The Honduran Attorney General, an independent official, ruled the referendum illegal and the matter was brought before the Honduran Supreme Court, which also ruled it against the Constitution and outside the powers of the presidency. The Court precluded Mr. Zelaya from using public funds to carry it out. At that point, Hugo Chavez intervened in the affair, caused the referendum ballots to be printed by the Venezuelan government and flew them into Honduras. Mr. Zelaya then ordered the Armed Forces Chief to organize the referendum, set up polling places and distribute the ballots. Once again, the Supreme Court entered an order prohibiting the Armed Forces from participating in Mr. Zelaya’s illegal sham. When the Armed forces Chief refused to violate the Supreme Court order, Mr. Zelaya fired him, again in further violation of the Constitution. Title I, Chapter X, Article 279 of that document states that the Armed Forces Chief is named by the Congress and can only be fired by the Congress. The Supreme Court declared Mr. Zelaya’s action invalid and restored the Army Chief.
Finally, the Honduran Congress took up the matter of the removal of Mr. Zelaya from the Presidency in accordance with its powers under Title V, Chapter I, Article 205, paragraph 15, which authorizes the Congress to bring up charges against the President. By unanimous vote of the Representatives, including the members of Zelaya’s party, who constitute a majority of the legislative body, he was removed. Beyond his shameless disregard for the Constitution and of the Legislative and Judicial branches of the government, Mr. Zelaya was cited for failing to submit to the Legislature a budget that was due since September 15 of last year. In effect, he had been spending public funds for nine months without accounting for their use.

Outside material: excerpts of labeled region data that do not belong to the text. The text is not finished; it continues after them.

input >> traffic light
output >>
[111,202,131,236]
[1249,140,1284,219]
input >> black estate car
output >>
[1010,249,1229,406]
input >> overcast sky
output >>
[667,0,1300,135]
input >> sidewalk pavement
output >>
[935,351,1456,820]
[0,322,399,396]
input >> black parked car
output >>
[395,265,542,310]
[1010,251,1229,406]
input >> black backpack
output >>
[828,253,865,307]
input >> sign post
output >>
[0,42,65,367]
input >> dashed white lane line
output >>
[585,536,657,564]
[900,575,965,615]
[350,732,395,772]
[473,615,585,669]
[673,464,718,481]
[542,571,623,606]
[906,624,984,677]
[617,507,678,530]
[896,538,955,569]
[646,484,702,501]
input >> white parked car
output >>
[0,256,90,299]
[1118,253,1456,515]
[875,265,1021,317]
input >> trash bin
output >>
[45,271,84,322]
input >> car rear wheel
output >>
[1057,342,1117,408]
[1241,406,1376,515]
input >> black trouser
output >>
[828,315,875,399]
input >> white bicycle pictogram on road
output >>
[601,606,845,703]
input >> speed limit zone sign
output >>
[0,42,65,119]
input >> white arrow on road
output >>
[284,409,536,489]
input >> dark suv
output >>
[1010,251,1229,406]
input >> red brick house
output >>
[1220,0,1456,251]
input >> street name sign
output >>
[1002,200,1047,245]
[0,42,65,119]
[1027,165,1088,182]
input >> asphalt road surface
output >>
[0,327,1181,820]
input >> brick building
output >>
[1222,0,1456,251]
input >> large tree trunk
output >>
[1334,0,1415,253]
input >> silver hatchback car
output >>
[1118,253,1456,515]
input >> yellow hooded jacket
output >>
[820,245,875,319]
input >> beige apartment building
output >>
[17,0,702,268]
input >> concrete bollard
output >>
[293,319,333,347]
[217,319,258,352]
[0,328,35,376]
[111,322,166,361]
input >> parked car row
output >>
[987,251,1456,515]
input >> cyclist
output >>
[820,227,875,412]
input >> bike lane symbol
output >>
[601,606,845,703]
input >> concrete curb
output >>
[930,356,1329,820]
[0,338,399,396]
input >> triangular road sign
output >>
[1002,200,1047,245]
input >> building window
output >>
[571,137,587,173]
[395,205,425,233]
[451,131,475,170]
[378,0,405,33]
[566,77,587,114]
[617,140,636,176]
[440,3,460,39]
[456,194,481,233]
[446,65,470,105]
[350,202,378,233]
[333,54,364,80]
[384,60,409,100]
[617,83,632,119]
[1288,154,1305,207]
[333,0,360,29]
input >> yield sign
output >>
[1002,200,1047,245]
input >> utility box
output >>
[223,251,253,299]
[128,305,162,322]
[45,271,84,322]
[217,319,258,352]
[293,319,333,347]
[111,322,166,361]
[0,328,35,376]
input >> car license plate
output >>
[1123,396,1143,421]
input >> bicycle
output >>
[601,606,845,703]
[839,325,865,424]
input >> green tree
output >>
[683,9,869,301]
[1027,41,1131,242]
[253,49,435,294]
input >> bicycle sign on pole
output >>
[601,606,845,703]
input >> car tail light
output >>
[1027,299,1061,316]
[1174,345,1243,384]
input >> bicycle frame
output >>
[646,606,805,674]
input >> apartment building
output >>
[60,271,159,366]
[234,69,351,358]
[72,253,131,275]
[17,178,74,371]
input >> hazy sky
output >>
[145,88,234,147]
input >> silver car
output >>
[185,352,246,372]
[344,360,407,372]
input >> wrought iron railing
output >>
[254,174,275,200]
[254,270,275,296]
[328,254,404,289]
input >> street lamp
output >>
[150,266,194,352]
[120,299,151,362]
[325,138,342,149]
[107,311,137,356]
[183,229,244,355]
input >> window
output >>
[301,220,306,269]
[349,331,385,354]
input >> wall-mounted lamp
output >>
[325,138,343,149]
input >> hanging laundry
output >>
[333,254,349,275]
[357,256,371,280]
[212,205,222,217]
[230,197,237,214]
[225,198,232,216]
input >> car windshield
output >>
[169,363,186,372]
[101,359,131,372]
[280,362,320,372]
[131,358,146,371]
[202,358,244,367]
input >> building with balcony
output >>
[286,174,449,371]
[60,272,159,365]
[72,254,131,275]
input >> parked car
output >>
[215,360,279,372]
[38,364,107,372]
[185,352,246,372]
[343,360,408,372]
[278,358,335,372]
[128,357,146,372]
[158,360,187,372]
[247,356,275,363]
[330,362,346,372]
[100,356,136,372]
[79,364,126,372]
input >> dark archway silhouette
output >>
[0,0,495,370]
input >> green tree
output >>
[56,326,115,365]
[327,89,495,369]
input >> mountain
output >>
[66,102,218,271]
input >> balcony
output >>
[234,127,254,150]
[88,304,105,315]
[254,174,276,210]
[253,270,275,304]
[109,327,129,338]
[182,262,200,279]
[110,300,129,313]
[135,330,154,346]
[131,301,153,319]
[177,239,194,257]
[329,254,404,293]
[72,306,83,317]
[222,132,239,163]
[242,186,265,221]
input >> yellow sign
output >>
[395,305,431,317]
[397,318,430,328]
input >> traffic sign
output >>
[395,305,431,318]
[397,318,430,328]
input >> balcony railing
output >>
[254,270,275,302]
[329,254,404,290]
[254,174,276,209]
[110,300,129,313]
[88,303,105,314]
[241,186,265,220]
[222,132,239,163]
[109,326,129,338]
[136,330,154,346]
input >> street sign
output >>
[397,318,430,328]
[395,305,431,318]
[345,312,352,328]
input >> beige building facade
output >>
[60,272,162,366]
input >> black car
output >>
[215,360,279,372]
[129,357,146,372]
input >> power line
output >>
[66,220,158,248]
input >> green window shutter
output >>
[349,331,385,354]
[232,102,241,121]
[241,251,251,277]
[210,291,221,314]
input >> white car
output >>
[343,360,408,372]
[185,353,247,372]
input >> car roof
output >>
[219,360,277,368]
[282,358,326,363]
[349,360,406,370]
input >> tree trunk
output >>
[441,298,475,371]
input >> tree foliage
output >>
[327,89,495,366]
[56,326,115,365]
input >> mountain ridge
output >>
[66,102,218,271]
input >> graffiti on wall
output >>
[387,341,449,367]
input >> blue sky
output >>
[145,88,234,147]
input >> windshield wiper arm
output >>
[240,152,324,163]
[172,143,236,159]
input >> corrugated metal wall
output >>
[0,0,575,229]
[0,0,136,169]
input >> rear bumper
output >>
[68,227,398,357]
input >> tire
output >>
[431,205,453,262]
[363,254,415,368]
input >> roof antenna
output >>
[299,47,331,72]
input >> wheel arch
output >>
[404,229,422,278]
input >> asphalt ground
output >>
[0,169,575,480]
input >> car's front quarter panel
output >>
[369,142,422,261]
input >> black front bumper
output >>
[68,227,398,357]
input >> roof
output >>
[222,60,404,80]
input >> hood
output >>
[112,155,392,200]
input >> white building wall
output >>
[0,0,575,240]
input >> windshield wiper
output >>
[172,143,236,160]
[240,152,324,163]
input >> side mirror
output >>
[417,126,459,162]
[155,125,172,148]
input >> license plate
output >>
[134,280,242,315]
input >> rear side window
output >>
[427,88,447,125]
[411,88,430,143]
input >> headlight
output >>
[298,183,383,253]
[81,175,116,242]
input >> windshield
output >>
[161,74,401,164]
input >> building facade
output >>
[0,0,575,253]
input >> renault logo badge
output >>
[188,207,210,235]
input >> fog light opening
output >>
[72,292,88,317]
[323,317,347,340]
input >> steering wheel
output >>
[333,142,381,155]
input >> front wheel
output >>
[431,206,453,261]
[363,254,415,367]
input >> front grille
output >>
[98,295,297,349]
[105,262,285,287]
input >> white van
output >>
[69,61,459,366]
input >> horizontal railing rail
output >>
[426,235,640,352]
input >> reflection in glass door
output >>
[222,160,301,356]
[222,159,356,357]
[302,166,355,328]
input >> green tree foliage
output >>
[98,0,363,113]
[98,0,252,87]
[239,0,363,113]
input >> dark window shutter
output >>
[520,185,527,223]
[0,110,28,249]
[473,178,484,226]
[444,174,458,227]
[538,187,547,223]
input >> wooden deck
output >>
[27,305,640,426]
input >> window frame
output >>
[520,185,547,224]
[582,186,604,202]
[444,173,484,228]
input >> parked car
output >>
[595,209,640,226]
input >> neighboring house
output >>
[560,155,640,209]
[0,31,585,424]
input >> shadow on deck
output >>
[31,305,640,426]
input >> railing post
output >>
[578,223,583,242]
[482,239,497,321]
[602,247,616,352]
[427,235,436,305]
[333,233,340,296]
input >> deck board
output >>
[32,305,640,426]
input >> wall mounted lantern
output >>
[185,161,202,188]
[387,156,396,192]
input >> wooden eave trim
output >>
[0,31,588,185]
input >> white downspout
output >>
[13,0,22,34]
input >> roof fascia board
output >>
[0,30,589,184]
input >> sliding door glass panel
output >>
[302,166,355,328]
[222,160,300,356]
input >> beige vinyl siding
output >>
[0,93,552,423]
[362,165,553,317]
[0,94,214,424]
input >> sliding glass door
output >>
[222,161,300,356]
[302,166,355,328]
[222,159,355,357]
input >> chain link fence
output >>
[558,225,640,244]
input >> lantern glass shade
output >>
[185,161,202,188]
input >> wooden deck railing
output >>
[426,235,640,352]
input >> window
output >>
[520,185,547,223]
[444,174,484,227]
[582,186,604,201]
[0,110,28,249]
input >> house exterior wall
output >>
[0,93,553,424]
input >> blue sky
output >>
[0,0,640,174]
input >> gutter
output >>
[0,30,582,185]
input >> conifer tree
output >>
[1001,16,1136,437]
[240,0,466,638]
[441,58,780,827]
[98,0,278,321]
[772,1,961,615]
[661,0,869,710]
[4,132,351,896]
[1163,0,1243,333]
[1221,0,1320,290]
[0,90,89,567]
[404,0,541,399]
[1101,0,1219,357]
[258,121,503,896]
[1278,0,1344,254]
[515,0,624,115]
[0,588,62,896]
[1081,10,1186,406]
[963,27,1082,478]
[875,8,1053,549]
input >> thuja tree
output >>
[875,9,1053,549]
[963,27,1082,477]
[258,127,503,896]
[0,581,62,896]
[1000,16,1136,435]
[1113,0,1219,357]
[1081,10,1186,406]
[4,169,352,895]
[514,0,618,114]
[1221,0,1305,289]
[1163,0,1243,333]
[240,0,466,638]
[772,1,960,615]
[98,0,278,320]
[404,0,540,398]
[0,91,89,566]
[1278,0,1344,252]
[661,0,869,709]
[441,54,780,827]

Mr. Zelaya was removed by the Armed Forces, but under the orders of the Supreme Court, as provided in Title VI, Chapter XII, Article 313 of the Constitution. Unlike what happens in a coup-d’état, the Honduran military has not assumed control of the government. The current President, Roberto Micheletti, also a member of Mr. Zelaya’s own political party, was the President of the Honduran Congress, and the appropriate constitutional successor when a President is removed.
This chain of events creates a problem for Mr. Obama’s insistence that Mel Zelaya be restored to the Honduran presidency. Given all the steps taken by the Honduran Congress and Supreme Court to comply with their legal norms, how can those be constitutionally erased? But an even more significant question is: how can Mr. Zelaya govern effectively after the way he has broken the law while in office? Realistically, if he returned to Honduras the law requires that he be arrested and prosecuted. At this point, the Honduran authorities, with overwhelming popular support, remain adamant about doing just that if Mel Zelaya sets foot in the country. All the bravado from the Secretary General of the Organization of American States and the presidents of Argentina and Ecuador, who said they would accompany Zelaya back to Honduras today turned out to be just that. The OAS’ new threat is to suspend Honduras from the organization if the government does not take Zelaya back in three days. This is nothing more than a recognition of that body’s impotence to effect a change. Moreover, other leaders, such as Colombia's Uribe have stated their opposition to any intervention in Honduras' affairs.
The question for Mr. Obama is what benefit is there in disrupting our drug interdiction program and alienating the people of Honduras in order to prop up an unpopular lame-duck-no-longer-President? After all, Honduras will hold elections in November and, whoever wins will take office in January. The message will be that Honduras’ democratic institutions worked as they were supposed, much to the chagrin of the real Latin American despots who wanted to install their friend Zelaya as dictator.
(Above right: Hondurans demonstrate against Zelaya's return. Above left: Honduras' President Roberto Micheletti.)